We run other exchange servers, to which the sender can send the very same email to. All of our exchange servers sit behind the same firewalls, routers and switches. Probably only the patch cabling that diffs.
oh, and sending attachments on 15MB from gmail to the server works
Normal continous ping: Ping statistics for 2.2.2.2: Packets: Sent = 249, Received = 249, Lost = 0 (0% loss), Approximate round trip times in milli-seconds: Minimum = 82ms, Maximum = 546ms, Average = 138ms ^C # unfragged packet of 992 bytes works C:\Users\someadmin>ping -f -l 992 2.2.2.2 Pinging 2.2.2.2 with 992 bytes of data: Reply from 2.2.2.2: bytes=992 time=100ms TTL=48 Reply from 2.2.2.2: bytes=992 time=101ms TTL=48 Reply from 2.2.2.2: bytes=992 time=101ms TTL=48 Reply from 2.2.2.2: bytes=992 time=100ms TTL=48 Ping statistics for 2.2.2.2: Packets: Sent = 4, Received = 4, Lost = 0 (0% loss), Approximate round trip times in milli-seconds: Minimum = 100ms, Maximum = 101ms, Average = 100ms # unfragged packet of 993 bytes fail C:\Users\someadmin>ping -f -l 993 2.2.2.2 Pinging 2.2.2.2 with 993 bytes of data: Request timed out. Request timed out. Request timed out. Request timed out. Ping statistics for 2.2.2.2: Packets: Sent = 4, Received = 0, Lost = 4 (100% loss),
I can however ping googles dns with large packets:
ping -f -l 1472 8.8.8.8 Pinging 8.8.8.8 with 1472 bytes of data: Reply from 8.8.8.8: bytes=64 (sent 1472) time=31ms TTL=51 ping -f -l 1472 8.8.4.4 Pinging 8.8.4.4 with 1472 bytes of data: Reply from 8.8.4.4: bytes=64 (sent 1472) time=30ms TTL=51
Cisco ASA policies
class-map inspection_default match default-inspection-traffic ! ! policy-map type inspect dns preset_dns_map parameters message-length maximum client auto message-length maximum 3096 no dns-guard no protocol-enforcement no nat-rewrite policy-map global_policy class inspection_default inspect dns preset_dns_map inspect ftp inspect h323 h225 inspect h323 ras inspect rsh inspect rtsp inspect sqlnet inspect skinny inspect sunrpc inspect xdmcp inspect sip inspect netbios inspect tftp inspect ip-options inspect icmp policy-map shape_policy class class-default police input 10000000 5000 police output 10000000 5000 !
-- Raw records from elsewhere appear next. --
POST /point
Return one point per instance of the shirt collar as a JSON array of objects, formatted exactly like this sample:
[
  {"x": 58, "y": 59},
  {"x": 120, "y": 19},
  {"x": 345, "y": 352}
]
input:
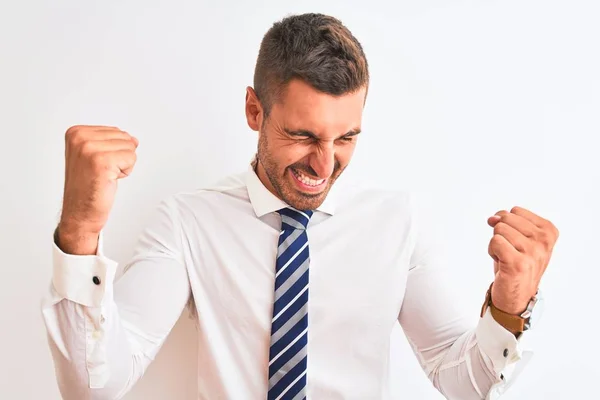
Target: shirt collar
[{"x": 264, "y": 202}]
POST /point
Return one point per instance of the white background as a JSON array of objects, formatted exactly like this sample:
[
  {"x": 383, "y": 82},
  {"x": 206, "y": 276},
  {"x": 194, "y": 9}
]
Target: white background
[{"x": 474, "y": 105}]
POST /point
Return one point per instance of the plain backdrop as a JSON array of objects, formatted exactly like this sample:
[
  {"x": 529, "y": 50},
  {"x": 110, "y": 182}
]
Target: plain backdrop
[{"x": 475, "y": 106}]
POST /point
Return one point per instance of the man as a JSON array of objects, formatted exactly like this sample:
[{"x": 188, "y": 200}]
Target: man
[{"x": 296, "y": 281}]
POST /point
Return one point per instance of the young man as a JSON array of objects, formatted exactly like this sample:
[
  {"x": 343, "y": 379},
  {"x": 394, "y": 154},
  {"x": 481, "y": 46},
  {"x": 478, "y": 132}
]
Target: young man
[{"x": 297, "y": 281}]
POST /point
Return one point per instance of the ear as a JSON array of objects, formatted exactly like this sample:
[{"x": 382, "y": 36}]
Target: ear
[{"x": 254, "y": 110}]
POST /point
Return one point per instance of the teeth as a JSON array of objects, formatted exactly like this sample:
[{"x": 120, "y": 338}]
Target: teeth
[{"x": 306, "y": 180}]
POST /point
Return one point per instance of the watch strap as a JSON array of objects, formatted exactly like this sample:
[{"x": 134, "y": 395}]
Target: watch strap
[{"x": 513, "y": 323}]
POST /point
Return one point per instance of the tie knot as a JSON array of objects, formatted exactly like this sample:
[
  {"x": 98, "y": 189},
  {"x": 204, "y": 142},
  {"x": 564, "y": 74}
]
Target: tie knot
[{"x": 294, "y": 219}]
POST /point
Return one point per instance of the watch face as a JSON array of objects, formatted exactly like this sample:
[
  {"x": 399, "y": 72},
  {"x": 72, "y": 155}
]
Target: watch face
[{"x": 536, "y": 309}]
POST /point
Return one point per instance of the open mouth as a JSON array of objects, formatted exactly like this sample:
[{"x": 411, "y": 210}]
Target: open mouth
[{"x": 306, "y": 182}]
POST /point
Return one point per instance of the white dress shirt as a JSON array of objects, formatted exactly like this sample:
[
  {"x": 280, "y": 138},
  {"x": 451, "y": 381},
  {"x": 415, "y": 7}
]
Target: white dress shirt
[{"x": 215, "y": 249}]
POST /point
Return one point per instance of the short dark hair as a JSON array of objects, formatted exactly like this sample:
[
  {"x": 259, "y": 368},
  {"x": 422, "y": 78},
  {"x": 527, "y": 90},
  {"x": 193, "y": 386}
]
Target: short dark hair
[{"x": 316, "y": 48}]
Where should I start looking? Should I start by require the sender to do the same wireshark/tcpdump trace?
It's hard to know for sure but, in my opinion, you have a MTU path issue here. Do a path MTU discovery and reduce the MTU of your gateway (or server NIC) accordingly. If it solves your problem, then you have your proof that some node in the path isn't handling MTU correctly (either dropping the ICMP code 4 packets or simply not sending it back).